How Planned Was January 6? And Who Planned It?

Today’s big whoop-dee-doo is a feature in Rolling Stone headlined Jan. 6 Protest Organizers Say They Participated in ‘Dozens’ of Planning Meetings With Members of Congress and White House Staff. It’s behind a subscription firewall, but there has been enough commentary to get the gist of it. I’ll quote Heather Cox Richardson here:

The story says that two sources who are talking to the January 6th committee about planning the January rallies in Washington, D.C., have talked to Rolling Stone as well. They say they worked with congressional lawmakers and White House officials to plan rallies both in Washington, D.C., and around the country. They deny that they intended to storm the Capitol and imply they got used, which points to the sources being from within Women for America First, the organization that sponsored a bus tour and rallies around the country before heading to Washington for January 6.

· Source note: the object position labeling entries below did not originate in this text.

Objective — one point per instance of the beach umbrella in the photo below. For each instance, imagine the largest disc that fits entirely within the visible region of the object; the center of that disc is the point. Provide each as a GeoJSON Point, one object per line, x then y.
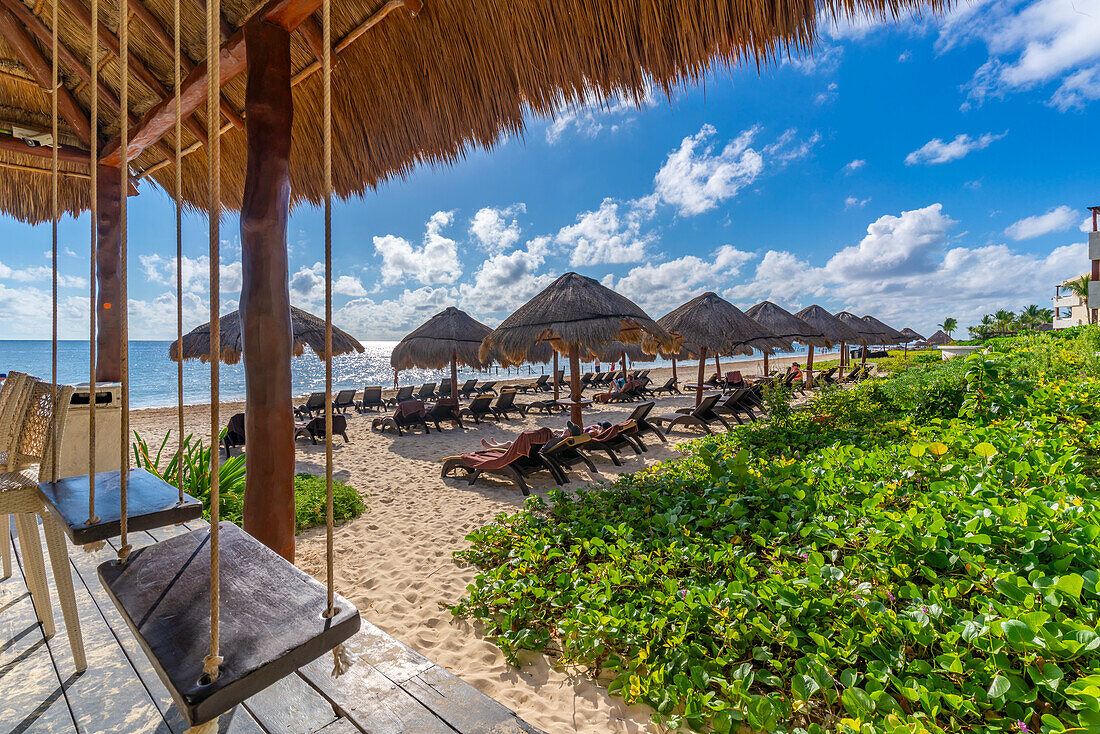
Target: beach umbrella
{"type": "Point", "coordinates": [711, 325]}
{"type": "Point", "coordinates": [575, 314]}
{"type": "Point", "coordinates": [305, 327]}
{"type": "Point", "coordinates": [835, 330]}
{"type": "Point", "coordinates": [787, 326]}
{"type": "Point", "coordinates": [450, 337]}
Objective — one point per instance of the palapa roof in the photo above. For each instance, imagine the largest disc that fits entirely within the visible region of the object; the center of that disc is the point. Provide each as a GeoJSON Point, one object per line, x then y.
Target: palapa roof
{"type": "Point", "coordinates": [835, 330]}
{"type": "Point", "coordinates": [712, 322]}
{"type": "Point", "coordinates": [785, 325]}
{"type": "Point", "coordinates": [867, 333]}
{"type": "Point", "coordinates": [894, 336]}
{"type": "Point", "coordinates": [307, 329]}
{"type": "Point", "coordinates": [407, 89]}
{"type": "Point", "coordinates": [451, 332]}
{"type": "Point", "coordinates": [575, 309]}
{"type": "Point", "coordinates": [910, 335]}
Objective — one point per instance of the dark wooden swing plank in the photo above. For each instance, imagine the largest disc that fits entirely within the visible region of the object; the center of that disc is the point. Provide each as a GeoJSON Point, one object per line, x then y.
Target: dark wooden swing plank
{"type": "Point", "coordinates": [151, 503]}
{"type": "Point", "coordinates": [272, 616]}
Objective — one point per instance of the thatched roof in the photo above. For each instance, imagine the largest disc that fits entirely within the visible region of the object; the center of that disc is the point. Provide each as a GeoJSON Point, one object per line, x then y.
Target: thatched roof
{"type": "Point", "coordinates": [910, 335]}
{"type": "Point", "coordinates": [307, 329]}
{"type": "Point", "coordinates": [450, 332]}
{"type": "Point", "coordinates": [575, 309]}
{"type": "Point", "coordinates": [409, 90]}
{"type": "Point", "coordinates": [785, 325]}
{"type": "Point", "coordinates": [868, 335]}
{"type": "Point", "coordinates": [892, 333]}
{"type": "Point", "coordinates": [835, 330]}
{"type": "Point", "coordinates": [712, 322]}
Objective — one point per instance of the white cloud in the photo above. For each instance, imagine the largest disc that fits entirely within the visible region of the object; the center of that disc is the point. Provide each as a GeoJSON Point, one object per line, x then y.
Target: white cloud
{"type": "Point", "coordinates": [936, 151]}
{"type": "Point", "coordinates": [433, 263]}
{"type": "Point", "coordinates": [660, 287]}
{"type": "Point", "coordinates": [493, 230]}
{"type": "Point", "coordinates": [1055, 220]}
{"type": "Point", "coordinates": [613, 233]}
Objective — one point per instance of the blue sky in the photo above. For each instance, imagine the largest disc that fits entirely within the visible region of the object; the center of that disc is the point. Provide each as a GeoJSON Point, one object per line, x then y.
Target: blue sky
{"type": "Point", "coordinates": [917, 170]}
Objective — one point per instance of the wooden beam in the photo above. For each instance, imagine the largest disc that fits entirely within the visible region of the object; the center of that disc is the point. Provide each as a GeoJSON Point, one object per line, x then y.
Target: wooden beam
{"type": "Point", "coordinates": [65, 153]}
{"type": "Point", "coordinates": [287, 14]}
{"type": "Point", "coordinates": [42, 72]}
{"type": "Point", "coordinates": [136, 66]}
{"type": "Point", "coordinates": [143, 13]}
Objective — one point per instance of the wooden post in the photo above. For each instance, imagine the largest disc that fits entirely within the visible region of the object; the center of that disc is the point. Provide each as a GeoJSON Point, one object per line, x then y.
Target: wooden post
{"type": "Point", "coordinates": [702, 369]}
{"type": "Point", "coordinates": [108, 272]}
{"type": "Point", "coordinates": [265, 297]}
{"type": "Point", "coordinates": [574, 385]}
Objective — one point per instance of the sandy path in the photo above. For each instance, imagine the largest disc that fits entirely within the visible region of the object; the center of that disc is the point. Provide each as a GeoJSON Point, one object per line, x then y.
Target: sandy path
{"type": "Point", "coordinates": [395, 561]}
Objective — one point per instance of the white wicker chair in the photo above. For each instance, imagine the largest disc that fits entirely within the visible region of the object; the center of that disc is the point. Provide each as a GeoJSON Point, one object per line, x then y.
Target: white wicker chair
{"type": "Point", "coordinates": [31, 456]}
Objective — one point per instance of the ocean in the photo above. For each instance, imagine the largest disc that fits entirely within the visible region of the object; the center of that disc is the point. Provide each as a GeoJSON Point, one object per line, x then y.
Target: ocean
{"type": "Point", "coordinates": [153, 374]}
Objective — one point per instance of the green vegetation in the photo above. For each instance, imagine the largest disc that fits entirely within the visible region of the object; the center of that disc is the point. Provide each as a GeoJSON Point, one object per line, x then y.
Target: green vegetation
{"type": "Point", "coordinates": [917, 554]}
{"type": "Point", "coordinates": [308, 489]}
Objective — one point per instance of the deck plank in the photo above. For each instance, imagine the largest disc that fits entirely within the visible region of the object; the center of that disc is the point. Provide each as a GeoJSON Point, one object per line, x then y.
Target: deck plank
{"type": "Point", "coordinates": [25, 664]}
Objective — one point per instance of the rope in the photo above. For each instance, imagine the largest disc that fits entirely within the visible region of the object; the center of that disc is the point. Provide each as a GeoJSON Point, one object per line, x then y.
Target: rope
{"type": "Point", "coordinates": [212, 661]}
{"type": "Point", "coordinates": [94, 173]}
{"type": "Point", "coordinates": [179, 261]}
{"type": "Point", "coordinates": [123, 304]}
{"type": "Point", "coordinates": [53, 217]}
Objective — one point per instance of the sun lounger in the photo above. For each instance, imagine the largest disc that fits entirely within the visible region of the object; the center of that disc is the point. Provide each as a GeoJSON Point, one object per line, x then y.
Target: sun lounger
{"type": "Point", "coordinates": [408, 414]}
{"type": "Point", "coordinates": [315, 429]}
{"type": "Point", "coordinates": [517, 460]}
{"type": "Point", "coordinates": [702, 416]}
{"type": "Point", "coordinates": [372, 400]}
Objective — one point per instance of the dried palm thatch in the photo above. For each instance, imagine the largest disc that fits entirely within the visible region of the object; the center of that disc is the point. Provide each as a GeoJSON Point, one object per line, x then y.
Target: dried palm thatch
{"type": "Point", "coordinates": [785, 325]}
{"type": "Point", "coordinates": [409, 90]}
{"type": "Point", "coordinates": [307, 329]}
{"type": "Point", "coordinates": [910, 335]}
{"type": "Point", "coordinates": [451, 333]}
{"type": "Point", "coordinates": [835, 330]}
{"type": "Point", "coordinates": [893, 335]}
{"type": "Point", "coordinates": [711, 325]}
{"type": "Point", "coordinates": [575, 310]}
{"type": "Point", "coordinates": [868, 335]}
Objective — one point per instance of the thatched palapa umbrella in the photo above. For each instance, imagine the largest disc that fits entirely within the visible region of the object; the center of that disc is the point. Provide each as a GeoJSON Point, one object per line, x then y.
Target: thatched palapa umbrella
{"type": "Point", "coordinates": [711, 325]}
{"type": "Point", "coordinates": [449, 337]}
{"type": "Point", "coordinates": [835, 330]}
{"type": "Point", "coordinates": [575, 314]}
{"type": "Point", "coordinates": [787, 326]}
{"type": "Point", "coordinates": [307, 329]}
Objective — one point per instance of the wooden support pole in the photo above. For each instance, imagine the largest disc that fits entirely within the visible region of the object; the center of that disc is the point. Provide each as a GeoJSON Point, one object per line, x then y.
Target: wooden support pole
{"type": "Point", "coordinates": [108, 272]}
{"type": "Point", "coordinates": [265, 296]}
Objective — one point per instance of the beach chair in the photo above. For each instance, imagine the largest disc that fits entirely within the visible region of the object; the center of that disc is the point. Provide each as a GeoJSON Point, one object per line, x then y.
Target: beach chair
{"type": "Point", "coordinates": [234, 434]}
{"type": "Point", "coordinates": [312, 405]}
{"type": "Point", "coordinates": [403, 394]}
{"type": "Point", "coordinates": [480, 407]}
{"type": "Point", "coordinates": [315, 428]}
{"type": "Point", "coordinates": [506, 403]}
{"type": "Point", "coordinates": [343, 400]}
{"type": "Point", "coordinates": [372, 400]}
{"type": "Point", "coordinates": [486, 389]}
{"type": "Point", "coordinates": [517, 460]}
{"type": "Point", "coordinates": [702, 416]}
{"type": "Point", "coordinates": [408, 414]}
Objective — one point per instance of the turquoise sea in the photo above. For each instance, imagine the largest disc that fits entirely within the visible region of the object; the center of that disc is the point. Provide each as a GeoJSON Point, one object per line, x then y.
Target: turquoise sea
{"type": "Point", "coordinates": [153, 374]}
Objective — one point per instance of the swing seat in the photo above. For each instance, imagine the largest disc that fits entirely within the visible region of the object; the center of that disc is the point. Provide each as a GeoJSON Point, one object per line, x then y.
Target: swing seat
{"type": "Point", "coordinates": [272, 616]}
{"type": "Point", "coordinates": [151, 503]}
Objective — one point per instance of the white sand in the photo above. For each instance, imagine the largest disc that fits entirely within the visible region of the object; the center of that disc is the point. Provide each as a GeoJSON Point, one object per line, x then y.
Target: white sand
{"type": "Point", "coordinates": [395, 561]}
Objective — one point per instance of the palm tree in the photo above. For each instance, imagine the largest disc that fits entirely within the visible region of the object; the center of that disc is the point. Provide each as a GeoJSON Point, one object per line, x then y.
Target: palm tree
{"type": "Point", "coordinates": [1080, 288]}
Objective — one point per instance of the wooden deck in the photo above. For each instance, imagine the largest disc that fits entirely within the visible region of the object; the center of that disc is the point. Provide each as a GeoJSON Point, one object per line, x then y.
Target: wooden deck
{"type": "Point", "coordinates": [389, 690]}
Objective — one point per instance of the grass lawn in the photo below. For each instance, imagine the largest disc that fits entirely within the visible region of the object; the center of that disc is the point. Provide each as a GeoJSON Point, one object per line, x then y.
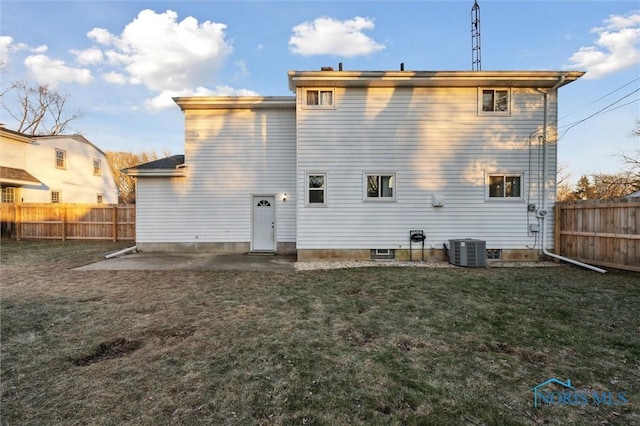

They allegedly named Representatives Marjorie Taylor Greene (R-GA), Paul Gosar (R-AZ), Lauren Boebert (R-CO), Mo Brooks (R-AL), Madison Cawthorn (R-NC), Andy Biggs (R-AZ), and Louie Gohmert (R-TX), as people with whom they planned. They also claim that Gosar promised them a blanket presidential pardon, although they do not say for what.

From the White House team, they singled out then–chief of staff Mark Meadows. “Meadows was 100 percent made aware of what was going on,” one of the sources said.

It appears the feature isn’t necessarily telling us anything new. Josh Marshall:

There are basically three parts of the story that we can distinguish for these purposes. 1) The legal/executive power attempt to overturn the election, 2) the “Stop the Steal” rally aimed at pressuring Congress and then 3) the breach of the Capitol complex which happened when then-President Trump told the rally attendees to march on the Capitol complex. But we’ve known basically from the beginning that these members of Congress were involved in 1 and 2. This has not just come out in reporting since January 6th. It was fairly open at the time. Indeed, most of these members were either present or actually spoke at the rally.

To the best of my knowledge there’s nothing in the report that explicitly ties these members of Congress to the decision to storm the Capitol complex. There are many references to additional information the cooperating sources plan to provide. So perhaps there’s additional, specific information there. But here’s why this is important and important not so much about this report but for understanding the whole situation.

Here’s the important point:

The big plot was to overturn the results of the election. The President and his congressional allies were working on that at the DOJ and in Congress. They also planned a big rally in the Capitol to menace and overawe members of Congress. They got them riled up at the rally and then literally told them to march on the Capitol. They knew there were various rightist paramilitaries in that crowd – Proud Boys, Oath Keepers, etc. They knew they had told them that Congress was stealing the election from Trump and that they should go to Capitol Hill and make them stop. My best guess is that people like Trump and Mark Meadows didn’t want to know all the details of precisely what was going to happen once the mob got to the barricades. But that’s really always how these things work.

As far as the incitement was concerned, there may not be much to know that wasn’t plainly visible. I think the bigger concern is why response to the insurrection was so slow, and whether a police response was deliberately held back.

On the other hand, the Rolling Stone article tells us that before January 6 the extremely twitchy Paul Gosar was offering people “blanket pardons” for whatever they might do to protest the election, which seems rather inflammatory.